The expectations of a reunion album can be so high that there’s absolutely no way a band can deliver on them. Look at Tool, who at the end of this month will drop their long-awaited fifth album after 13 long years. Most reunion albums come about because the musicians are poor or directionless, and more often times than not, they flop or break-up immediately after. The long gestating shoegaze revival came and went, but the big three shoegaze giants all delivered reasonable reunion records. Ride’s first album in 21 years, the lovely titled Weather Diaries, was a grab bag of Ride hallmarks. It didn’t stray too far in either direction and summed up what the trends at the time were. Those trends are still around now, but songs like “All I Want” showed the band in a more playful mood, willing to take risks that weren’t possible back in the 90s. 

This is Not a Safe Place is a miracle, given the fact that many reunion albums don’t see a follow-up with nearly as much heart. The first single, “Future Love” is one of the best post-reunion Ride songs to date. It’s everything their fans wanted. Breezy and shoegazey, with shimmering guitars and weightless vocals. At first listen, it was shocking that they’d bounce back after the lukewarm reception to Weather Diaries - an album that while good, had some glaring fumbles like the bizarre spoken word-esque bridge of  “Cali” mixed with sharp bangers like “Charm Assault.” “Repetition” veers post-punk a little, another trend from Ride’s heyday that fizzled out before being fully explored. It's jangly, fun, bubbly rock song that neither aids nor hurts the album. 

But just like Weather Diaries there are some baffling choices made on This is Not a Safe Place. Case in point, the first track “R.I.D.E.” which features one of the album’s most tragic moments when, of all things, to include a silly dub of “Ride” to an otherwise solid instrumental. This inclusion is befuddling. An unnecessary addition to a perfectly fine opening track. The head-scratching effects used on “Dial-Up,” because people are still using dial up, I guess. It’s dumb. Removing it would be fine, but the mixing choices on this album bring up questions as to how serious the process was taken. “Clouds of Saint Marie” sounds like a Ride cover band - one of the many that came about from the late 2000s boom in nostalgia that prefer woozy reverb over substance. 

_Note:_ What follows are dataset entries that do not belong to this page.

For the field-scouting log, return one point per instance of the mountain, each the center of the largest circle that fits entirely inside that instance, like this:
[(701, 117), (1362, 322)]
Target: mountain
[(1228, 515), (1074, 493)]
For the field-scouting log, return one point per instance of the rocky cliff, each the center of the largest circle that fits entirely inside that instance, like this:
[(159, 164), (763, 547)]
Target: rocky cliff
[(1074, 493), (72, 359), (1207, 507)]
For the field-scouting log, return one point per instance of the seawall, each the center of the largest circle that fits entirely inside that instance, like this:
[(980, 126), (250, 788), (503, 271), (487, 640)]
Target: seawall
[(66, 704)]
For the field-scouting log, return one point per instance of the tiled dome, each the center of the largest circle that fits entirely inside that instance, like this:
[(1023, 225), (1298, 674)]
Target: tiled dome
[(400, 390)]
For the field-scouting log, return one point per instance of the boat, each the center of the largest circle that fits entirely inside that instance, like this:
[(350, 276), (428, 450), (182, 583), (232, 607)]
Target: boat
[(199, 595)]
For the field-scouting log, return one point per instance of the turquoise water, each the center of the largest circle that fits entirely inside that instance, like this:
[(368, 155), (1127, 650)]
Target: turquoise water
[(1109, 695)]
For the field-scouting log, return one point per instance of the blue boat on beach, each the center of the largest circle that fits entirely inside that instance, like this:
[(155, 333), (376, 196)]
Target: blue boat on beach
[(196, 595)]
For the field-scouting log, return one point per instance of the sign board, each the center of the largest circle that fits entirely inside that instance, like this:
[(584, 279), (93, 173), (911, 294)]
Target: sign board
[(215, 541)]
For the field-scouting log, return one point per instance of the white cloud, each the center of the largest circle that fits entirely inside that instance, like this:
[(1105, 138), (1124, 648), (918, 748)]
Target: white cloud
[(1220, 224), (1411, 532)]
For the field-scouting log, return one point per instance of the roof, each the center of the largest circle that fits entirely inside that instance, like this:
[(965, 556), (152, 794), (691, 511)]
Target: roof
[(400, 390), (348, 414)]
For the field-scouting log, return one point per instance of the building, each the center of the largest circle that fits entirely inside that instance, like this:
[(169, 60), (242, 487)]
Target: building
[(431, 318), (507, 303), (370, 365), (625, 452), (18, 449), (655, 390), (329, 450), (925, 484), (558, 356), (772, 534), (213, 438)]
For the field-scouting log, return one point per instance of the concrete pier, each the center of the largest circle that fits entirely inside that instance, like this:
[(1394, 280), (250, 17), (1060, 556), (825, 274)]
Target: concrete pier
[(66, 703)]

Don’t get me wrong, This is Not a Safe Place is a good record, and I think the live representation of these songs will likely surpass how they are on record. But the mixing leaves a lot to be desired - things that were added after the recording was finished that just seem to add fluff where fluff wasn’t needed. Removing those elements would make This is Not a Safe Place that much better. On the plus side, there’s more good than bad on the album. “Eternal Recurrence” is classic Ride - dreamy, quietly noisy, and the pristine production makes it effervescent. Furthermore, “End Game” largely strong-arms most of Weather Diaries, even managing to squeeze this many lush soundscapes into less than four minutes. Its climax is standing ovation worthy as it spirals into this cliff of turmoil. It’s Ride at their most exhilarating on the album. If anything, This is Not a Safe Place is what probably should have come first, instead of Weather Diaries

The band is in prime form here. The lyrics, while never the strongest point of Ride, still feel perfectly paired with the songs, and don’t come off as cheesy as some did on Weather Diaries. Pound-for-pound This is Not a Safe Place is the superior record. Weather Diaries may have more appeal due to its catchy singles, but the follow-up matches the adrenaline felt in that album's highest points and mostly avoids the overall sap associated with its predecessor. Even as the album closes with “In This Room,” it all feels more complete than Weather Diaries on multiple levels. The experimentation and risks may be gone, but they aren’t really missed either. Goofy cover art aside, Ride have made a better reunion album, and it finds them more at home with what they are good at. And while there are some very questionable moves made on the album, it’s no doubt the third best Ride album.